Reorientation

We’ve split up. It’s been coming since last spring — longer even, although I know she would adamantly disagree. Spring is just a marker, a moment when it became clear to me we were growing in different directions, mutually exclusive ones. My trajectory took me off the map we had been following altogether, right over the edge.

The landscape we had occupied seemed bucolic from a distance, I guess. We were always smiling. There may have even been some sheep grazing on the lush grass in the background, content to press their hooves into the ground and chew, clouds floating past in a blue dream.

I have walked from a very broken place, somewhere I’ve been trying to shake for 30 years. This past year I finally knocked its dust off my shoes and coat. I remembered who I was, why I was, and I had to break some things to get back to me. I’m sorry for the breaking. I’m not sorry for the going back.

In the past year I’ve come to realize that I can’t hide from myself, not if I really want to live. I’m reminded of something somebody* smart once said: “Wherever you go, there you are.”

So, yes. Here I am.

I did a performance this winter called “Debit/Credit,” part of a multi-artist show called “12/12/12.” My performance was installation-based and durational (that’s artist-speak for “long”), a grueling reflection on my relationship with money and how I spent it in the past 12 months. I stood in the same small gallery room for 12 hours and talked to visitors as they drifted in to see me, the artist stuck amidst the detritus of my past year.

There was one guy, rather socially awkward, who said he worked in a map store. I must have accidentally made him feel comfortable because he took refuge again and again in my space, asking me endless questions — each one more grasping than the last — about my work. Eventually he ran out of things to ask. Eventually I and the other artists packed up and went home.

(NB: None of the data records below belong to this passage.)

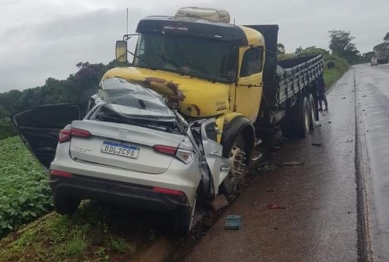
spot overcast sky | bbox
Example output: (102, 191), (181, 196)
(0, 0), (388, 93)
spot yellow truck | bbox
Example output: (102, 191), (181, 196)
(102, 7), (324, 194)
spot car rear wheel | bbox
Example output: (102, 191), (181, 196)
(54, 194), (81, 215)
(173, 195), (197, 236)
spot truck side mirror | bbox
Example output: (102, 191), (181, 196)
(116, 40), (128, 63)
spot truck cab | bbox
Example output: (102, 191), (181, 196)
(102, 8), (265, 147)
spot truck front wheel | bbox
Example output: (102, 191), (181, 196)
(220, 134), (247, 195)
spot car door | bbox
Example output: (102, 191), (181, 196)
(11, 104), (83, 172)
(200, 118), (231, 194)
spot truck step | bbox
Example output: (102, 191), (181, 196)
(251, 151), (263, 162)
(254, 139), (262, 147)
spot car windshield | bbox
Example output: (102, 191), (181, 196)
(90, 78), (185, 133)
(133, 33), (236, 82)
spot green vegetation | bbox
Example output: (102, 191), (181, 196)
(0, 202), (153, 262)
(322, 54), (350, 88)
(0, 61), (116, 140)
(278, 45), (350, 89)
(0, 137), (53, 238)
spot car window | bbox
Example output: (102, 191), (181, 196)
(240, 47), (263, 77)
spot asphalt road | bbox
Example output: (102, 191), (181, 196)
(355, 63), (389, 261)
(181, 64), (389, 262)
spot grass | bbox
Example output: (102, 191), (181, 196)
(0, 136), (53, 237)
(0, 201), (155, 262)
(323, 54), (350, 89)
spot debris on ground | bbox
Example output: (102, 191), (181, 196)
(328, 121), (332, 123)
(267, 204), (287, 210)
(345, 140), (354, 143)
(210, 194), (229, 211)
(281, 161), (305, 167)
(250, 161), (269, 170)
(362, 95), (367, 97)
(342, 97), (346, 99)
(253, 202), (257, 205)
(89, 229), (104, 245)
(224, 215), (243, 230)
(311, 143), (322, 147)
(193, 208), (207, 227)
(226, 195), (236, 204)
(266, 189), (275, 193)
(253, 163), (278, 173)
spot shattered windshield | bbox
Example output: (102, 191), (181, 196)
(133, 33), (236, 82)
(98, 78), (175, 119)
(91, 78), (183, 133)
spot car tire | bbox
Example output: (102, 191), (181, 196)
(308, 93), (317, 130)
(54, 194), (81, 215)
(173, 195), (197, 236)
(295, 96), (310, 138)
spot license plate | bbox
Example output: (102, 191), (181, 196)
(101, 141), (139, 159)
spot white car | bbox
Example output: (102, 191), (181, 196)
(12, 77), (231, 235)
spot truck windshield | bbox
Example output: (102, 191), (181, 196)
(133, 33), (236, 82)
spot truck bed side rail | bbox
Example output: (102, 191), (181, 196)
(275, 55), (324, 106)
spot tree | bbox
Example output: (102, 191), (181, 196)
(277, 43), (285, 55)
(297, 46), (330, 57)
(0, 60), (117, 140)
(294, 46), (303, 56)
(0, 106), (9, 119)
(329, 30), (360, 63)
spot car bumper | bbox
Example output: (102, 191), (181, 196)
(50, 144), (202, 207)
(49, 174), (189, 213)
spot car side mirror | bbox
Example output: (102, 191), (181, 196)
(116, 40), (128, 63)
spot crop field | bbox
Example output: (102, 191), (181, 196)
(0, 136), (53, 238)
(0, 137), (158, 261)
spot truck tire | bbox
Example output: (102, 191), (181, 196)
(54, 194), (80, 215)
(308, 94), (316, 130)
(296, 96), (310, 138)
(173, 195), (197, 236)
(220, 134), (246, 195)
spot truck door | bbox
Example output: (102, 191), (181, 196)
(235, 46), (264, 122)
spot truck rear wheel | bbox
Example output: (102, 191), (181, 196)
(296, 96), (310, 138)
(308, 94), (316, 130)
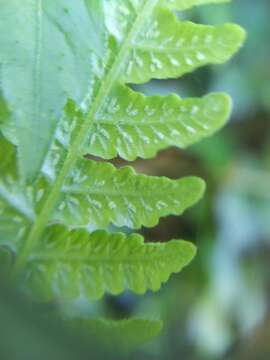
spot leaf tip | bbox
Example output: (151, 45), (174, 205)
(188, 177), (206, 204)
(220, 23), (246, 58)
(171, 240), (197, 271)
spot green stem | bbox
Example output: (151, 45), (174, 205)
(12, 0), (158, 275)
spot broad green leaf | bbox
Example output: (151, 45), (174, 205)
(86, 85), (231, 160)
(162, 0), (230, 11)
(73, 318), (163, 351)
(0, 0), (105, 182)
(83, 0), (106, 57)
(23, 225), (196, 300)
(52, 159), (205, 229)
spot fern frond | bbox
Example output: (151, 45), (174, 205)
(0, 0), (245, 304)
(23, 225), (196, 300)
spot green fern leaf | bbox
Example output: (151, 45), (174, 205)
(87, 85), (231, 160)
(22, 225), (196, 300)
(0, 0), (105, 182)
(53, 159), (205, 229)
(121, 13), (244, 84)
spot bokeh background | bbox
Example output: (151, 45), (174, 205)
(1, 1), (270, 359)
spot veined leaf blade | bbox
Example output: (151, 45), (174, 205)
(23, 226), (197, 300)
(51, 160), (205, 229)
(123, 12), (246, 83)
(86, 85), (232, 161)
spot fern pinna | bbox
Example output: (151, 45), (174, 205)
(0, 0), (244, 338)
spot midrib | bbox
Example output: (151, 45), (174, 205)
(63, 187), (176, 198)
(13, 0), (159, 274)
(30, 0), (43, 179)
(30, 251), (177, 264)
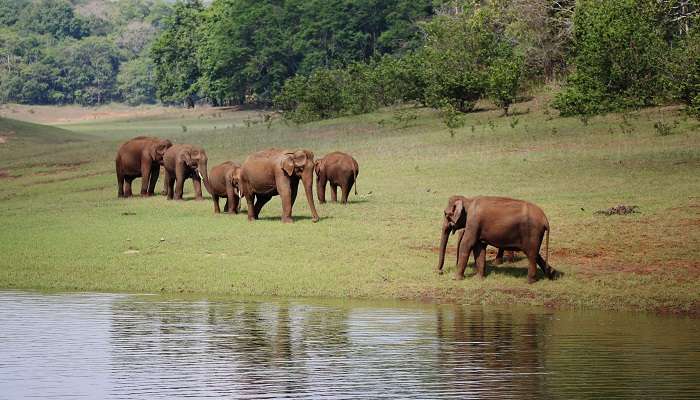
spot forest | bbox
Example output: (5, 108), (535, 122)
(1, 0), (699, 119)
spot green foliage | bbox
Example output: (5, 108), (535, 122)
(487, 58), (524, 115)
(439, 101), (465, 137)
(418, 6), (522, 113)
(117, 58), (157, 105)
(671, 30), (700, 117)
(0, 0), (171, 106)
(17, 0), (89, 39)
(151, 0), (203, 106)
(553, 0), (670, 116)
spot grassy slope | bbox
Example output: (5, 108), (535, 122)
(0, 101), (698, 314)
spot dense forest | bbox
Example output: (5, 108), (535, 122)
(1, 0), (699, 120)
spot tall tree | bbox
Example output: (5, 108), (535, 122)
(151, 0), (203, 106)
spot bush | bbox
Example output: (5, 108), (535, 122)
(553, 0), (669, 116)
(487, 58), (524, 115)
(671, 31), (700, 117)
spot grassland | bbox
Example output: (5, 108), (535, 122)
(0, 98), (698, 314)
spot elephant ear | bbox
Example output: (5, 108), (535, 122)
(314, 159), (323, 175)
(281, 154), (295, 176)
(183, 150), (193, 166)
(293, 150), (308, 168)
(449, 199), (464, 225)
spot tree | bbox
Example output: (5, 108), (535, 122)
(151, 0), (203, 106)
(117, 57), (157, 105)
(553, 0), (670, 116)
(17, 0), (89, 39)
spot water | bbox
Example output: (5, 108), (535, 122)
(0, 291), (698, 399)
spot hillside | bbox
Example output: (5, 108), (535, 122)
(0, 99), (698, 314)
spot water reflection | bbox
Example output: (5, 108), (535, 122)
(0, 291), (698, 399)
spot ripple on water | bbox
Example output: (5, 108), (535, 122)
(0, 291), (699, 399)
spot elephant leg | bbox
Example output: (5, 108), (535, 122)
(507, 251), (516, 263)
(290, 180), (299, 206)
(225, 184), (239, 214)
(164, 170), (174, 200)
(494, 248), (505, 265)
(213, 195), (221, 213)
(253, 194), (273, 219)
(193, 175), (203, 201)
(454, 229), (465, 269)
(245, 193), (256, 221)
(526, 251), (538, 284)
(277, 179), (294, 223)
(474, 242), (487, 278)
(124, 177), (134, 197)
(147, 165), (160, 195)
(330, 183), (338, 203)
(140, 161), (152, 196)
(174, 166), (185, 200)
(340, 181), (350, 204)
(316, 174), (327, 204)
(455, 230), (477, 280)
(117, 170), (125, 198)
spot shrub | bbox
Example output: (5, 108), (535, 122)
(553, 0), (669, 116)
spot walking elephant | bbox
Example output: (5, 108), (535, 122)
(314, 152), (359, 204)
(115, 136), (172, 198)
(239, 149), (320, 223)
(163, 144), (210, 201)
(436, 195), (516, 274)
(207, 161), (242, 214)
(450, 196), (556, 283)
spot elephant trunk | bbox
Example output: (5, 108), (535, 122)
(437, 220), (451, 272)
(302, 169), (320, 222)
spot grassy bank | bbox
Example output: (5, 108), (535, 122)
(1, 99), (698, 314)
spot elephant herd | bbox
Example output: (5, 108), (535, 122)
(115, 136), (557, 283)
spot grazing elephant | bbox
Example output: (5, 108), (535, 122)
(163, 144), (210, 201)
(437, 195), (515, 274)
(239, 149), (320, 223)
(452, 196), (556, 283)
(207, 161), (242, 214)
(115, 136), (172, 198)
(314, 151), (359, 204)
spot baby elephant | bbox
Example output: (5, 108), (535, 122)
(443, 195), (557, 283)
(437, 195), (515, 274)
(207, 161), (242, 214)
(314, 151), (359, 204)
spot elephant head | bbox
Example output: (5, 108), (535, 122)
(437, 195), (470, 273)
(183, 146), (212, 194)
(281, 149), (320, 222)
(150, 139), (172, 165)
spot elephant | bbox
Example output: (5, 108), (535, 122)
(437, 195), (516, 274)
(207, 161), (242, 214)
(314, 151), (359, 204)
(447, 196), (556, 283)
(163, 144), (210, 201)
(238, 148), (320, 223)
(115, 136), (172, 198)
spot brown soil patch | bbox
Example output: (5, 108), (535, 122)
(0, 169), (11, 179)
(30, 161), (91, 176)
(0, 131), (15, 144)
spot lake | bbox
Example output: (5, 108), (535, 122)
(0, 291), (698, 399)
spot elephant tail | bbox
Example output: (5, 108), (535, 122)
(353, 167), (358, 196)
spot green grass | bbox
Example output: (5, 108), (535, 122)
(1, 101), (698, 314)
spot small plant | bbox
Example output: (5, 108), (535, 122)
(487, 119), (496, 132)
(654, 120), (679, 136)
(439, 103), (464, 138)
(181, 125), (187, 132)
(509, 117), (519, 129)
(392, 108), (418, 128)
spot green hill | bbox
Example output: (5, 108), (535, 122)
(0, 117), (89, 145)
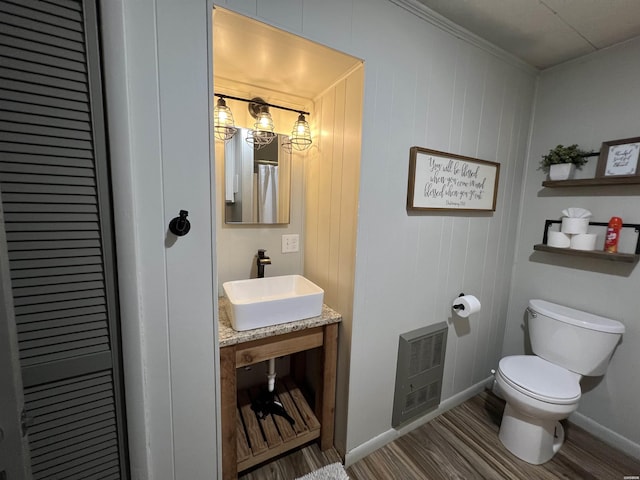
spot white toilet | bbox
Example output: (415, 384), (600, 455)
(495, 299), (624, 465)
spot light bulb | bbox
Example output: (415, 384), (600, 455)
(290, 113), (312, 151)
(213, 97), (237, 141)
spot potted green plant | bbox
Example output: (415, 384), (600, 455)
(539, 144), (590, 180)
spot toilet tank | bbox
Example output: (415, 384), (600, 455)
(528, 299), (625, 376)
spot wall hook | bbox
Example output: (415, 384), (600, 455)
(169, 210), (191, 237)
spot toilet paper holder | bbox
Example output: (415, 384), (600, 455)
(452, 293), (465, 310)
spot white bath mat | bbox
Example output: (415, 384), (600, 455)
(294, 462), (349, 480)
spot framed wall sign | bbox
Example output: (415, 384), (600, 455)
(596, 136), (640, 177)
(407, 147), (500, 212)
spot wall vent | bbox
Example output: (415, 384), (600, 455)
(392, 322), (448, 427)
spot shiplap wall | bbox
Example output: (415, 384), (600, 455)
(303, 65), (364, 456)
(219, 0), (537, 457)
(505, 37), (640, 456)
(347, 41), (535, 455)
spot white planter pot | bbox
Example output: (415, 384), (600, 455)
(549, 163), (575, 181)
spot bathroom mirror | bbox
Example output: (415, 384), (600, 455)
(224, 128), (292, 224)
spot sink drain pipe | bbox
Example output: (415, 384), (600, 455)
(267, 358), (276, 392)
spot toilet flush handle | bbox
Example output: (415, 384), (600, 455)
(525, 307), (537, 318)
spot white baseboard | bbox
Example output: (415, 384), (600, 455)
(344, 377), (492, 468)
(569, 411), (640, 461)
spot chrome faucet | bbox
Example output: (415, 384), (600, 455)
(257, 249), (271, 278)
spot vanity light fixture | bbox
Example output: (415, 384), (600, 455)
(290, 113), (312, 151)
(246, 102), (276, 149)
(213, 93), (312, 150)
(213, 97), (237, 141)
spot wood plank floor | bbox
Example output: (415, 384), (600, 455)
(238, 441), (342, 480)
(240, 390), (640, 479)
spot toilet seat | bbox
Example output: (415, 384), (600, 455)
(498, 356), (581, 405)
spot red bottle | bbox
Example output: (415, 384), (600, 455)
(604, 217), (623, 253)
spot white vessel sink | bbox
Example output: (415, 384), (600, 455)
(222, 275), (324, 331)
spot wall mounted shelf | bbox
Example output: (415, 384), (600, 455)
(535, 219), (640, 264)
(542, 176), (640, 188)
(533, 244), (638, 263)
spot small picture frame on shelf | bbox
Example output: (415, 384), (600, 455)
(596, 136), (640, 177)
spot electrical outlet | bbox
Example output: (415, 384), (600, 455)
(281, 234), (300, 253)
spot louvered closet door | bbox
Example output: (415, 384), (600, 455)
(0, 0), (129, 478)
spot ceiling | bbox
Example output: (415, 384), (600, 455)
(414, 0), (640, 69)
(213, 8), (362, 109)
(214, 2), (640, 99)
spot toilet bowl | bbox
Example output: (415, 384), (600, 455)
(496, 299), (624, 465)
(495, 355), (581, 464)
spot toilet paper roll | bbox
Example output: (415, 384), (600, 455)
(547, 231), (571, 248)
(561, 217), (589, 234)
(570, 233), (597, 251)
(452, 295), (481, 318)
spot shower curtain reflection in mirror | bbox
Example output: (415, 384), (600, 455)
(224, 128), (291, 224)
(257, 163), (278, 223)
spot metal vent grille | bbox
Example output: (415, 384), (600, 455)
(403, 380), (440, 414)
(408, 330), (444, 376)
(392, 322), (447, 427)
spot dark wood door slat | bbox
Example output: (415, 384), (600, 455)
(27, 404), (114, 436)
(0, 89), (89, 113)
(0, 99), (90, 122)
(10, 263), (102, 279)
(3, 0), (82, 22)
(17, 313), (107, 333)
(0, 36), (85, 66)
(0, 152), (93, 168)
(0, 45), (86, 73)
(0, 23), (84, 53)
(0, 162), (94, 178)
(20, 342), (109, 365)
(0, 67), (87, 92)
(0, 55), (86, 83)
(0, 121), (92, 142)
(0, 7), (83, 39)
(15, 304), (106, 325)
(1, 183), (96, 195)
(44, 0), (83, 13)
(7, 229), (100, 241)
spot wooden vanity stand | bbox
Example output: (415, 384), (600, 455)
(218, 299), (341, 480)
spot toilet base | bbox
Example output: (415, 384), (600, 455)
(499, 403), (565, 465)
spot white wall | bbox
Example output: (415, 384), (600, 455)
(347, 5), (536, 454)
(100, 1), (219, 479)
(218, 0), (537, 458)
(505, 37), (640, 456)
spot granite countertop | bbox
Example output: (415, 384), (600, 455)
(218, 296), (342, 347)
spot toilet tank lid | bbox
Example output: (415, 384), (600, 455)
(529, 299), (625, 334)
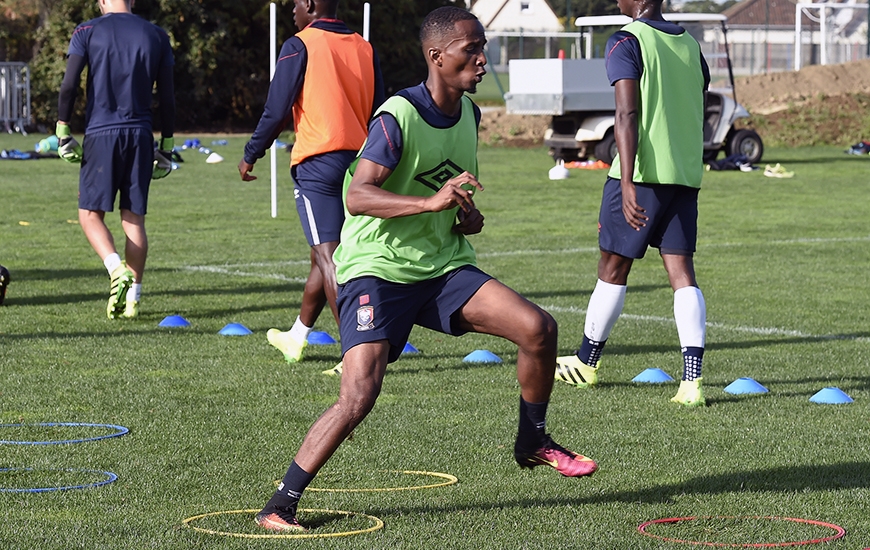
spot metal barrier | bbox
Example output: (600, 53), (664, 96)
(0, 62), (31, 135)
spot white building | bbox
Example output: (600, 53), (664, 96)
(469, 0), (574, 71)
(470, 0), (564, 32)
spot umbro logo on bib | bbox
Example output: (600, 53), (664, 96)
(414, 159), (464, 192)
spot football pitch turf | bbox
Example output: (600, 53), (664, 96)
(1, 132), (869, 549)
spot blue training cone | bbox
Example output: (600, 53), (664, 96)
(809, 387), (853, 404)
(307, 331), (337, 345)
(631, 368), (674, 384)
(158, 315), (190, 327)
(463, 349), (502, 363)
(219, 323), (252, 336)
(402, 342), (420, 354)
(723, 377), (769, 395)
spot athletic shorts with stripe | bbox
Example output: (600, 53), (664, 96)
(290, 150), (356, 246)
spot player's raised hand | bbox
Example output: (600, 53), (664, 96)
(238, 159), (257, 181)
(426, 171), (484, 213)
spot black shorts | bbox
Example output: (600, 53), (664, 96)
(598, 177), (699, 258)
(79, 128), (153, 215)
(337, 265), (493, 363)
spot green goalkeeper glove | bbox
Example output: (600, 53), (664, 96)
(56, 123), (82, 164)
(152, 136), (174, 180)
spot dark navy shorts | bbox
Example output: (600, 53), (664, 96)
(291, 151), (356, 246)
(79, 128), (153, 215)
(598, 177), (699, 258)
(337, 265), (493, 363)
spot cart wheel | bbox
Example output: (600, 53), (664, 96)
(550, 148), (580, 163)
(594, 133), (617, 165)
(727, 129), (763, 164)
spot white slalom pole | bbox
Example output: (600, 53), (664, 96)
(363, 2), (370, 42)
(269, 2), (278, 218)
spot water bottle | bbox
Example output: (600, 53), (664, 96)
(35, 135), (59, 153)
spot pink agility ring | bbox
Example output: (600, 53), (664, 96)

I didn’t want the map store guy to be comfortable so long in my space. I wanted him to find himself in the mirror of my performance and ask his own self the questions. I wanted him to go, get to a real place, the place where he was, and to stop asking me to point it out for him on the map.

Happy January, the month of restarting. I hope in 2013 we all find ourselves, wherever we go.

* Attributed to everyone but your brother (unless your brother is Thomas a Kempis, Confucius, Gnarls Barkley, Buckaroo Banzai, or Jon Kabat-Zinn), the source of this observation is hard to pin down but its meaning isn’t.